Working from home, without feeling alone

by Zoe Barnstone in Sep 28 2022

Since the beginning of the Covid-19 pandemic, countless articles have been published about the challenges of remote work. A recent New York Times article recounts the tales of white-collar workers becoming disillusioned with their jobs due to the inability to form strong personal attachments with coworkers they’ve only ever met via Zoom. But many of these articles are rooted in a distinctly American notion that what you do for work is central to your identity. 

On April 9th, 2020 I found myself sobbing on the floor of my childhood bedroom. Like millions of other Americans, I had been laid off as a result of the Covid-19 pandemic. I was luckier than most. I had savings to fall back on, no children to take care of, my student loan payments had been (and continue to be) paused, and I was able to move back in with my parents. For the most part, I was fine. 

Why was I crying then? Two months prior to being laid off I had started a new job — the first salaried job I had that allowed me to sign a lease on my first apartment. Now I’d lost it all due to circumstances beyond my control. I was sobbing out of the shame of becoming unemployed and losing my financial independence. 

A little over a month after being laid off, I picked myself up and began applying for new jobs. Of course, at the height of the pandemic, no one seemed to be hiring. One day I was scrolling through LinkedIn and I saw a job posting for a Personal Assistant position at an orthodontic software company called SoftSmile. I applied and heard back quite quickly and within a week I had spoken to the CEO, Khamzat, and been hired. Granted, I knew nothing about orthodontics or software, but I felt incredibly fortunate to have found a new job despite the public health and economic crisis surrounding me.

Working From Home During Covid

I’ve now been working at SoftSmile for over a year. I’ve learned quite a bit about orthodontic treatment planning, the industry, and marketing. My title is now Marketing Manager. Yet for the entirety of my employment, I’ve only ever interacted with my boss and coworkers via WhatsApp or Zoom. 

I won’t lie and say my experience working remotely has not been alienating at times, or that I haven’t struggled with incentive. Yet as someone who is still early in their career, the experience has also taught me a great deal about taking initiative, learning self-motivation, and problem-solving. I’ve grown tremendously throughout my employment at SoftSmile and have managed to build good working relationships with my boss and coworkers. 

The relationships I have built with my boss and coworkers are strictly working relationships, especially because I don’t go into an office and see them every day. The article in The New York Times describes how the lack of personal attachments in remote working has led to people changing jobs more frequently. I suppose seeing my coworkers in person every workday would be less lonely and more motivating, but in my previous in-person jobs I saw dynamics between coworkers weren’t always positive. 

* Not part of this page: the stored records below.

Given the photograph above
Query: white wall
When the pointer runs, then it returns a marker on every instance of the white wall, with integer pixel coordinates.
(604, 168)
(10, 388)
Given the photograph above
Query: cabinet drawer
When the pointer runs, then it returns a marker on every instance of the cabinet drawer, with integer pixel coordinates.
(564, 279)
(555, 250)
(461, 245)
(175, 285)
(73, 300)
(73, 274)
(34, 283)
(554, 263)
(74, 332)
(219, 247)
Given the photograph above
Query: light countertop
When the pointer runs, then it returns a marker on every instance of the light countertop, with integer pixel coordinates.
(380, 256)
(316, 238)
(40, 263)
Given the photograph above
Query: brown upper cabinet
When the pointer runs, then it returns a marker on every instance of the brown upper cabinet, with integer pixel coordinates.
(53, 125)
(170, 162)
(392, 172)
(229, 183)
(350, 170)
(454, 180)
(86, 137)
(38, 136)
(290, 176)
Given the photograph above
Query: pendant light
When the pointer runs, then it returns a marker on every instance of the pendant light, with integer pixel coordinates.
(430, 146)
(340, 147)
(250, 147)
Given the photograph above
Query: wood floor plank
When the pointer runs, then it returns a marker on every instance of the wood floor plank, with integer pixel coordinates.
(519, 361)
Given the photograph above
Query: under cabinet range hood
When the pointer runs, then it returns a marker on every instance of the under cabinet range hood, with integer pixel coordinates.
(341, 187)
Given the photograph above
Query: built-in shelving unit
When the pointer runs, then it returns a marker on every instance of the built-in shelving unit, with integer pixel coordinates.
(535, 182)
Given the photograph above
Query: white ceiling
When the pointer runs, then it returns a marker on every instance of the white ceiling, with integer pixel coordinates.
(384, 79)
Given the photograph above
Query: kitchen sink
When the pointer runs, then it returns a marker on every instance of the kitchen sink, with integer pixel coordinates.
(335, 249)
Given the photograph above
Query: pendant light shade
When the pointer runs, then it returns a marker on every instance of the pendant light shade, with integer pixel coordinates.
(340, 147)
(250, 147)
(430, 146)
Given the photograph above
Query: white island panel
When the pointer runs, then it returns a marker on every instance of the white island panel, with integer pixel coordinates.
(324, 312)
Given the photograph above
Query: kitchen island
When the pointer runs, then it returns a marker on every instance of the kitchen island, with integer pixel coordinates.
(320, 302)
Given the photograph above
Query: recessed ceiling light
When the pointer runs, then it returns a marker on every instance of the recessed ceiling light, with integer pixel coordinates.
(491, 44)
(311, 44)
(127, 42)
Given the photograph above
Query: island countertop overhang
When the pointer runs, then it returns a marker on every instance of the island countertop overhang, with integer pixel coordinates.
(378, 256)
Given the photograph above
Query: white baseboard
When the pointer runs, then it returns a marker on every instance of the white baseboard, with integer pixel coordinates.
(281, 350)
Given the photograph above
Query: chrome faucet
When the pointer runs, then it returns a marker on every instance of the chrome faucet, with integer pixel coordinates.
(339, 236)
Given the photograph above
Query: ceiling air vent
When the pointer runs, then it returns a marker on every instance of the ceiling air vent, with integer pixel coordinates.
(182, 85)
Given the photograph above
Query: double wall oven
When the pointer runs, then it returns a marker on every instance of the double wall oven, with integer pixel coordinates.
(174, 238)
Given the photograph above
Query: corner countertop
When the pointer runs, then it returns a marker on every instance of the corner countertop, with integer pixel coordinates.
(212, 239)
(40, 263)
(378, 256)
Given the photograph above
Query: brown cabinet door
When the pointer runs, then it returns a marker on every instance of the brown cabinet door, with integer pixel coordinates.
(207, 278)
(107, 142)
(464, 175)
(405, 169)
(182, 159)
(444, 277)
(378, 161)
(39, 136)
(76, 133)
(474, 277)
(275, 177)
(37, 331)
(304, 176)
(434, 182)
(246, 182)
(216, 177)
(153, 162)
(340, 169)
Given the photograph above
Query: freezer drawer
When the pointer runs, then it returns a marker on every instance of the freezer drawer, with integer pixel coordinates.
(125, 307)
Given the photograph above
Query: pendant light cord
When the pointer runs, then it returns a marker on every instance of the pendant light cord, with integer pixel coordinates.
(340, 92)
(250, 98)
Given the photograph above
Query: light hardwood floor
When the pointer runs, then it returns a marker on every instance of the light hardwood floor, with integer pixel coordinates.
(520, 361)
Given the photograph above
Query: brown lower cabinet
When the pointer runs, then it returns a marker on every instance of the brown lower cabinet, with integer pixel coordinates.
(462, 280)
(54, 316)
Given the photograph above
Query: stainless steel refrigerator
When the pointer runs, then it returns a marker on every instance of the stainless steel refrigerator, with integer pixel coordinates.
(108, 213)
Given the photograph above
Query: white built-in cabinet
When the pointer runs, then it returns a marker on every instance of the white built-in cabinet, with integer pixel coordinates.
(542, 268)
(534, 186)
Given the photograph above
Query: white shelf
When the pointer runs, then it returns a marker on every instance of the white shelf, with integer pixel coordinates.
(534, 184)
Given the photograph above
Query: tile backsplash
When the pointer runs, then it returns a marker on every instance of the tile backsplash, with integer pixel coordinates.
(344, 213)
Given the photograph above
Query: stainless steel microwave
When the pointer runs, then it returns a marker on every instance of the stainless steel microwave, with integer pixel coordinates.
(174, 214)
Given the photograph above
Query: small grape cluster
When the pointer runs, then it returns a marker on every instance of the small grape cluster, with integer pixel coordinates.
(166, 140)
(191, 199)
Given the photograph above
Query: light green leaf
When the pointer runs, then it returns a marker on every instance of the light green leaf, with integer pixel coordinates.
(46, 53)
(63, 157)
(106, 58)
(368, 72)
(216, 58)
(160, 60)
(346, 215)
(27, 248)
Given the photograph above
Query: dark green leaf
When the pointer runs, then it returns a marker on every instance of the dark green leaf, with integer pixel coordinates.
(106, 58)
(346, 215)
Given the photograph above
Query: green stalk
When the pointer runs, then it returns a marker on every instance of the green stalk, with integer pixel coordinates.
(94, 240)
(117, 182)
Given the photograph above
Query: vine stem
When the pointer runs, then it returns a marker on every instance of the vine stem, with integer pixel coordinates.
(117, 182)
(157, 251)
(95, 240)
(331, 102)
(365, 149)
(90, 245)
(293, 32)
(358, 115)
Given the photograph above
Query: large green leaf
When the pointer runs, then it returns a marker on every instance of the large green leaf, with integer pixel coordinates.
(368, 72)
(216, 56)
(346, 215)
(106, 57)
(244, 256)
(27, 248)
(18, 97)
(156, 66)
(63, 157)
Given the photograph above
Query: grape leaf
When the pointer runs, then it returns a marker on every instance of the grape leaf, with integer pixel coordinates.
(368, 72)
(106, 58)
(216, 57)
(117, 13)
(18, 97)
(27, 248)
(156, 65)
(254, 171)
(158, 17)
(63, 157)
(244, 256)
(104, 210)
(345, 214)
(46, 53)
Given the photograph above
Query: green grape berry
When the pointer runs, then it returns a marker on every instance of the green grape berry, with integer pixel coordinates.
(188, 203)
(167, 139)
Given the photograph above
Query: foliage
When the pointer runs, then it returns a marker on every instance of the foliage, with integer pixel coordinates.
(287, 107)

Working From Home During Covid

There was a toxic work environment at the job I lost due to Covid. There was no room for mistakes and people regarded each other with suspicion. I was overworked and underpaid. At the end of the workday, I had little energy or headspace to deal with the other aspects of my life. Working at SoftSmile has given me the time and space to learn new skills, take on new projects, and build new relationships. My boss and coworkers have consistently provided me support and encouragement despite not working together in person. I believe I’ve accomplished more as a remote worker than I ever did when I was in the office, and I know my boss and coworkers value me as part of the company. 

Some have argued that working from home quite literally breaks down the barrier between work and home life by having your work constantly in your living room or bedroom. But like any area of your house, each room is intended for a different purpose. In the life of work from home, your career is sequestered to your computer and you turn it off when you clock out. There is something to be said for being able to maintain such a clear delineation between your work and personal life, and between your job and who you are as a person.

It’s not that my work doesn’t matter to me or I don’t care about company and coworkers. I view my job as one of the many things I give my time and energy to on a daily, weekly, and monthly basis. In any given week I do my job, go to the gym, cook meals, and take care of my plants. These are all things that I enjoy, that challenge me, but I don’t identify myself as a bodybuilder, chef, or horticulturalist. I have a job, but I am not solely defined by the job that I do. The flexibility and freedom of working for SoftSmile from home has opened the door for me to grow both as an employee and as an individual.